Shirley Sapcote came down the corridor as Chris went towards Martha’s room. Her eyes were red.


‘God rest her beautiful soul, she’s an angel with the angels. She never did a wrong thing or said a bad word in her life, Dr Deerbon, and how many can you say that about? Newborn babies, that’s all, and that’s what she was. Innocent as that.’


‘You’re right. I know how fond you were of her and how well you’ve looked after her. We all do.’
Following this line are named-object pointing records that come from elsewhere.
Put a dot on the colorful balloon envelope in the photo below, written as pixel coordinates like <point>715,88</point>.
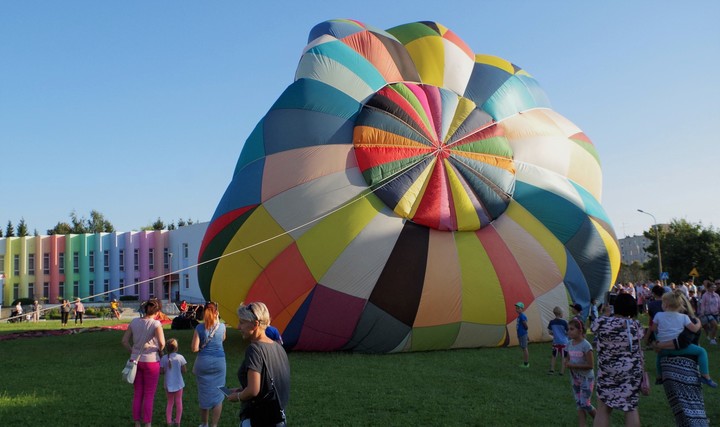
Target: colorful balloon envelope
<point>403,194</point>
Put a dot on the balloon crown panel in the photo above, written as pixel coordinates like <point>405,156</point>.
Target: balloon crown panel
<point>402,194</point>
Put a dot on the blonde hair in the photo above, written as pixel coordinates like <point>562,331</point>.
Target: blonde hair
<point>210,314</point>
<point>255,311</point>
<point>677,301</point>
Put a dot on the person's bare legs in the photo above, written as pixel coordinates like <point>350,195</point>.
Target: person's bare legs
<point>216,412</point>
<point>602,415</point>
<point>203,416</point>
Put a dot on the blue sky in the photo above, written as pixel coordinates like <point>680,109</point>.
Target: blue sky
<point>93,84</point>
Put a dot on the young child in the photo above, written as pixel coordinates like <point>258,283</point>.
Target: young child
<point>522,328</point>
<point>173,366</point>
<point>669,324</point>
<point>579,359</point>
<point>558,329</point>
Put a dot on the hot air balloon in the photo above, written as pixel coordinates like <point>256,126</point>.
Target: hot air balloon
<point>402,194</point>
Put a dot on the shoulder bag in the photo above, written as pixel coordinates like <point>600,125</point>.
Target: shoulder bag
<point>130,369</point>
<point>265,409</point>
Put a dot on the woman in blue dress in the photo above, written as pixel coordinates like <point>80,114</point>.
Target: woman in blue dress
<point>209,368</point>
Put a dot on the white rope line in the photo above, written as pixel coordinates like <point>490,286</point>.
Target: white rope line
<point>362,195</point>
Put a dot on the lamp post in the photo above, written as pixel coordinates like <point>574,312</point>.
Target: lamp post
<point>657,237</point>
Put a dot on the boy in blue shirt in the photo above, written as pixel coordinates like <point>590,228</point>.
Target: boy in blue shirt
<point>558,328</point>
<point>522,333</point>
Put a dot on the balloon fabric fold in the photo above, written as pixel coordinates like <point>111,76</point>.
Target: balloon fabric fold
<point>402,194</point>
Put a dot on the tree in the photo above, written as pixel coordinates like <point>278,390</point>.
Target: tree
<point>685,246</point>
<point>96,224</point>
<point>22,228</point>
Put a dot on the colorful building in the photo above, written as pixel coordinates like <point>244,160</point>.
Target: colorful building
<point>102,266</point>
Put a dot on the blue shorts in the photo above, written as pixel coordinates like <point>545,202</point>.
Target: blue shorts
<point>523,341</point>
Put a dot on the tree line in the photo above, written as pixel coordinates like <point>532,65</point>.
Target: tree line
<point>96,223</point>
<point>684,246</point>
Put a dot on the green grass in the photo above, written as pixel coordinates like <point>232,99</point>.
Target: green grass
<point>75,380</point>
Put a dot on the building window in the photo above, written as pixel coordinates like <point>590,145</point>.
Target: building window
<point>76,262</point>
<point>61,261</point>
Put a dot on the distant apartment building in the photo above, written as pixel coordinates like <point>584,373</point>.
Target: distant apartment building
<point>632,249</point>
<point>102,266</point>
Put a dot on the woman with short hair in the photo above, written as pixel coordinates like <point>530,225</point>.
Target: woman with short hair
<point>265,367</point>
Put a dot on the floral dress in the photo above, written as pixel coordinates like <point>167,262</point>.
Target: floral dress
<point>620,361</point>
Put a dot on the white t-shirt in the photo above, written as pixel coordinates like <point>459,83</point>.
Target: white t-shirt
<point>670,324</point>
<point>173,371</point>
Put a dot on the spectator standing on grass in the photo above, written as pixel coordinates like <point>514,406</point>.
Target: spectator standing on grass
<point>710,312</point>
<point>522,328</point>
<point>265,361</point>
<point>64,312</point>
<point>36,311</point>
<point>145,339</point>
<point>173,365</point>
<point>209,368</point>
<point>79,310</point>
<point>558,328</point>
<point>620,362</point>
<point>579,359</point>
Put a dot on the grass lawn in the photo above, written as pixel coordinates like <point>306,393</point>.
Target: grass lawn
<point>75,379</point>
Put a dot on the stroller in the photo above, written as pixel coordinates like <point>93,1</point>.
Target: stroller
<point>15,317</point>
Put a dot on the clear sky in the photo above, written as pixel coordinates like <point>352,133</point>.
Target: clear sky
<point>166,92</point>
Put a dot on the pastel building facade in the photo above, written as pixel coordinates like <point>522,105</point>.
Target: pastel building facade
<point>102,266</point>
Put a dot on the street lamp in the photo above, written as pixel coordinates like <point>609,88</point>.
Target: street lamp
<point>657,237</point>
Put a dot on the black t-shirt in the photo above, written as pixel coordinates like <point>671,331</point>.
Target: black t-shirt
<point>273,357</point>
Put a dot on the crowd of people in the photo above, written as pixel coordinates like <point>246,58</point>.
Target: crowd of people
<point>676,314</point>
<point>263,376</point>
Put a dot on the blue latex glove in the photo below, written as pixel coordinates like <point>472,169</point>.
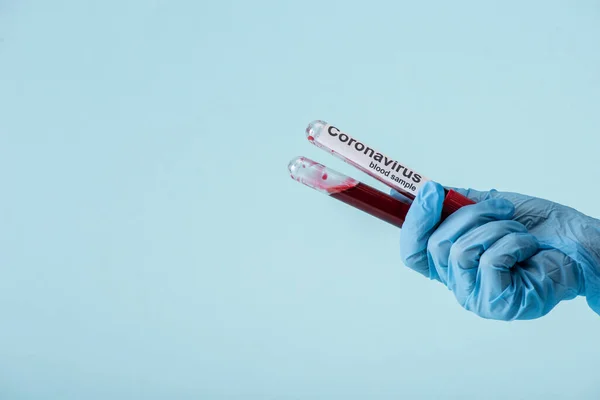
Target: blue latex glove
<point>507,257</point>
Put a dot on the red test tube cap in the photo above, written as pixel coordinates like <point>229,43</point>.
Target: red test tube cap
<point>454,201</point>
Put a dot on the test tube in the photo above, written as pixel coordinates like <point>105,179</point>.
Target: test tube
<point>348,190</point>
<point>378,165</point>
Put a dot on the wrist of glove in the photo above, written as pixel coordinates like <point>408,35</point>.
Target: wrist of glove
<point>509,256</point>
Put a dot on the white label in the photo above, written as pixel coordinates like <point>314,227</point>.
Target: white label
<point>381,167</point>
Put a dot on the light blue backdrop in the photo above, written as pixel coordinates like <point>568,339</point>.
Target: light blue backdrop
<point>153,246</point>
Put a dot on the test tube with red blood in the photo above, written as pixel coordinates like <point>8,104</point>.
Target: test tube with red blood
<point>348,190</point>
<point>387,170</point>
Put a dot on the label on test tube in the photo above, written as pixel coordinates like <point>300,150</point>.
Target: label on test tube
<point>386,169</point>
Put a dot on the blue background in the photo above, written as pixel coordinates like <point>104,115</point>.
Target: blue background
<point>153,246</point>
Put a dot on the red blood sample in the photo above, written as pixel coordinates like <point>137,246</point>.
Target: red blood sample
<point>374,202</point>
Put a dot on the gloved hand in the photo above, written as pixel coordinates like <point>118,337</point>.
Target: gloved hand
<point>509,256</point>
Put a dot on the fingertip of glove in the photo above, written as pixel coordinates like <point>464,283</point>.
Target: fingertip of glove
<point>503,207</point>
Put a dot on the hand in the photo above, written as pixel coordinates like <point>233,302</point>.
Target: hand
<point>509,256</point>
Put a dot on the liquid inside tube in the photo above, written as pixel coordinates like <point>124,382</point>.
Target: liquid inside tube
<point>348,190</point>
<point>318,176</point>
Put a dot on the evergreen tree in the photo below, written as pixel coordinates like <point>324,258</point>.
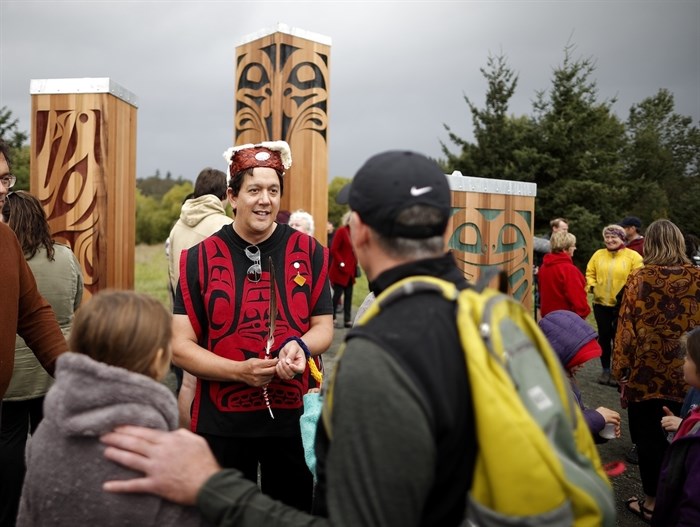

Shirley followed him into the room. ‘As soon as I looked at her I knew. I didn’t have to touch her. You know how it is, Doctor.’


‘I do.’


‘She seemed OK yesterday, happy, you know … I knew when she was happy. Everybody saw her, except Dr Cat of course … How is she, Dr Deerbon?’


‘Tired of waiting … and now upset about this of course.’


‘Yes … but I tell you what, it’ll be the Inspector who takes it hardest. It was ever so touching, seeing him with her, hearing him talk to her. He’ll be the one.’


Chris stood beside Martha’s bed. Death, as ever, flattered to deceive. Apart from the deep stillness she might have been sleeping. But death had no work to do here in smoothing out the lines of age and trouble, for Martha had had none. Her skin was a baby’s, her hair fine-spun, her expression bland and smooth and, as Shirley had said, entirely innocent – innocent of experience, of knowledge, of wrongdoing, of emotion – of life.


Cat Deerbon had seen Sam and Hannah into Philippa Granger’s car – the Grangers were their nearest neighbours and Philippa had cheerfully taken on the school run for the last few weeks. She had cleared the breakfast things from the table, wiped it, loaded the dishwasher and got out a tin of food for Mephisto. As she bent down to put his dish on the floor, water flooded down her legs and made a pool on the tiles. Cat gave a sigh of relief and pulled the telephone towards her across the work surface.